= Anna Hasenfratz =

Hungarian-American physicist

Anna Hasenfratz is a Hungarian-American theoretical high energy physicist whose research involves non-perturbative theories, especially in lattice quantum chromodynamics. She is a professor of physics at the University of Colorado Boulder.

==Education and career==
Hasenfratz was a student at Eötvös Loránd University in Hungary, where she earned a master's degree in physics in 1980 and completed her Ph.D. in 1982, under the supervision of Péter Hraskó.
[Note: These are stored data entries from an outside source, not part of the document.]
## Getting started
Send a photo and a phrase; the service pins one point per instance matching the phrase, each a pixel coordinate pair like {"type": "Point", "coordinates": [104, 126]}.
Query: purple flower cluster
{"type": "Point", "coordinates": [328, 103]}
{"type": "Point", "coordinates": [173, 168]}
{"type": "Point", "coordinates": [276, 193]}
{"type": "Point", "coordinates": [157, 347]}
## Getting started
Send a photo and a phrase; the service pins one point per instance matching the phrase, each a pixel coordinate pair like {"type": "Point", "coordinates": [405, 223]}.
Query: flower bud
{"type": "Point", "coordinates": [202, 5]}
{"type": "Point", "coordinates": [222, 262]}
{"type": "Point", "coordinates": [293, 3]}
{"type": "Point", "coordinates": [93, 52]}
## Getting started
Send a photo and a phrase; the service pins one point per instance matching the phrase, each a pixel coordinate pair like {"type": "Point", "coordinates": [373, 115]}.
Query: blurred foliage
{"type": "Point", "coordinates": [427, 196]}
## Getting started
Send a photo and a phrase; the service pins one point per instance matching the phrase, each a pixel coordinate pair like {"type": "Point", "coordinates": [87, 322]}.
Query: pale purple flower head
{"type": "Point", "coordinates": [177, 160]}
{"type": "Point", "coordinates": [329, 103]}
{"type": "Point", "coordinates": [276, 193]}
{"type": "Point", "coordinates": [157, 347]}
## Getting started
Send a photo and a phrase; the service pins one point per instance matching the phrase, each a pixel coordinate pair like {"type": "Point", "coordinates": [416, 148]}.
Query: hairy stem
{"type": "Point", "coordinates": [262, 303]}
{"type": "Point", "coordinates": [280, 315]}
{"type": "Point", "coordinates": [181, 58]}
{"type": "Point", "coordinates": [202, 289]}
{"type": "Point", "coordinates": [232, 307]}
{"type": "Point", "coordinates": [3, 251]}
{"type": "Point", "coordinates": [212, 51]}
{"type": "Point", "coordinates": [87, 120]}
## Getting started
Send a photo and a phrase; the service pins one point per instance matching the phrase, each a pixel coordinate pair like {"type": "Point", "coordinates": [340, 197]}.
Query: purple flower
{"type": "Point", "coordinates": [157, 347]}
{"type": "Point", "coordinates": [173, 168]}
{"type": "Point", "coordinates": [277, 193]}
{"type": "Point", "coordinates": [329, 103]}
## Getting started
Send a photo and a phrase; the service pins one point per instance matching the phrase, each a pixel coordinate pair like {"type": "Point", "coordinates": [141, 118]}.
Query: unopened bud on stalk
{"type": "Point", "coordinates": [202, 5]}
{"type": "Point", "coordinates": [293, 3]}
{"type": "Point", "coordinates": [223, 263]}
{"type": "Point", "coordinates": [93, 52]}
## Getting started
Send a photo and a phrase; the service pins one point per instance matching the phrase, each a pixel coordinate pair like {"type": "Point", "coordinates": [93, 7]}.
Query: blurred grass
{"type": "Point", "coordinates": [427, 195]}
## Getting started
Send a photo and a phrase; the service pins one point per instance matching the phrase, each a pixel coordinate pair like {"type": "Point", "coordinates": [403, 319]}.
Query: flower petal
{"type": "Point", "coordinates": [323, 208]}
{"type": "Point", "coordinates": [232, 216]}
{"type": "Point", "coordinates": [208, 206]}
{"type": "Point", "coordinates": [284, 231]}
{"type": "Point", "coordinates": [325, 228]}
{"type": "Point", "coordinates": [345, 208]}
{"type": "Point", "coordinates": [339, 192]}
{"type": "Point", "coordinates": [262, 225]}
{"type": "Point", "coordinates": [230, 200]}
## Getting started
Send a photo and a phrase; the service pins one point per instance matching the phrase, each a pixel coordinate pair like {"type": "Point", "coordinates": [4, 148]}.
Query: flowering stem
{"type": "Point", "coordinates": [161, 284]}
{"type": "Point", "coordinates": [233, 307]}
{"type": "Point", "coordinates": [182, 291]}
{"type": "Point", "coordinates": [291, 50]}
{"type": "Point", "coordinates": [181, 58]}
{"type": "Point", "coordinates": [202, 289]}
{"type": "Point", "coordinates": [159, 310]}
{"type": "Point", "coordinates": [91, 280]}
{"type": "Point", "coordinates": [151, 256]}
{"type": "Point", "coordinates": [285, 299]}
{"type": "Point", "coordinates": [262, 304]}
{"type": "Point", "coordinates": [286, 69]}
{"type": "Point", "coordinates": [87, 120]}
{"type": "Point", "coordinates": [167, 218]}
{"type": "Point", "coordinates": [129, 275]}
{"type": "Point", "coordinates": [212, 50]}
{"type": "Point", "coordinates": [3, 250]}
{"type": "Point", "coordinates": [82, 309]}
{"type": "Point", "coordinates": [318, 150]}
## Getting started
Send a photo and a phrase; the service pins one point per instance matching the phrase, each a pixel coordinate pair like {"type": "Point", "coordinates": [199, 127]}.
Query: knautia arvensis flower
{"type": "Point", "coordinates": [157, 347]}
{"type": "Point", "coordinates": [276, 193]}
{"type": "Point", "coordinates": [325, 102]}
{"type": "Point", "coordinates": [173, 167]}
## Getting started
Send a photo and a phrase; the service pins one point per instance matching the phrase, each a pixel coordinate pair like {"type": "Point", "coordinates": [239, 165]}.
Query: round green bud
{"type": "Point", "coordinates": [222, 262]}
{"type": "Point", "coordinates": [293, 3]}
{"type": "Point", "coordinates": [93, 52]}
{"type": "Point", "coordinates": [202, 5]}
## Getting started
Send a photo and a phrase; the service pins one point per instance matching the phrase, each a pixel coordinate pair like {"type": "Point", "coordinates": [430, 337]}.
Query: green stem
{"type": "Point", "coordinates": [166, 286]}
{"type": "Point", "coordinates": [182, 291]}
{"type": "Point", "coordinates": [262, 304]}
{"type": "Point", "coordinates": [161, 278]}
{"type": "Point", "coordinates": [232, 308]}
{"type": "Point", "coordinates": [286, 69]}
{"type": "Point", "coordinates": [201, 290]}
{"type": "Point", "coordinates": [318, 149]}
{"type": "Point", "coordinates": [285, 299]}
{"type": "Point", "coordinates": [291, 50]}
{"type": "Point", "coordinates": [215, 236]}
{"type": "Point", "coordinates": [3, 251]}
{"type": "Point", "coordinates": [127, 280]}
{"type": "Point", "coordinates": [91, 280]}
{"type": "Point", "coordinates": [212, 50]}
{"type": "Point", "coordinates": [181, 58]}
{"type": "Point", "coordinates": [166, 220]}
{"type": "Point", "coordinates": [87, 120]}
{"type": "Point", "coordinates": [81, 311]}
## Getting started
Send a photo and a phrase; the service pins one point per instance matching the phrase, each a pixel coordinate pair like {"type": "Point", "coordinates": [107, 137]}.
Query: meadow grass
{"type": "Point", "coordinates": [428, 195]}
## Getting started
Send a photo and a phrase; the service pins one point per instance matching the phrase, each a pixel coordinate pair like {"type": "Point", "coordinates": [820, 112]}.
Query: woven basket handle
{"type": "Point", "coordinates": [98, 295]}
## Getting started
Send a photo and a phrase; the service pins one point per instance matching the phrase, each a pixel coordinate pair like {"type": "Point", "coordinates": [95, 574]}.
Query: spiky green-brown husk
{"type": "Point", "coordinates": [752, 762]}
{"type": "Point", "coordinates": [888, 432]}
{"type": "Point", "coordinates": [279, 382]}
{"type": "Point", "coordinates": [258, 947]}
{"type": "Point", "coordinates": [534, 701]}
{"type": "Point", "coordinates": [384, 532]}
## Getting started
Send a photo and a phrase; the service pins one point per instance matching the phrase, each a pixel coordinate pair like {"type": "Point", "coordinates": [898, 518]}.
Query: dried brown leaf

She held postdoctoral and visiting positions at the Central Research Institute for Physics in Budapest, CERN in Geneva, and the University of Michigan. Next, she became an assistant research scientist and later associate professor at Florida State University from 1985 until 1988, when she moved to the University of Arizona. She moved again, to her present position at the University of Colorado Boulder, in 1989, and was promoted to full professor in 2006.

==Recognition==
In 2008, Hasenfratz was elected as a Fellow of the American Physical Society (APS), after a nomination from the APS Division of Particles and Fields, "for her studies of nonperturbative behavior in quantum field theory, including quantum chromodynamics and models for electroweak symmetry breaking, using lattice discretization and renormalization group methods.

==Family==
Hasenfratz is the sister of Péter Hasenfratz (1946–2016), also a theoretical physicist. Together, they published "the first correct computation of the scale parameter of quantum chromodynamics on the lattice" in 1980; a later joint publication added a third Hasenfratz as coauthor, Péter's wife Etelka.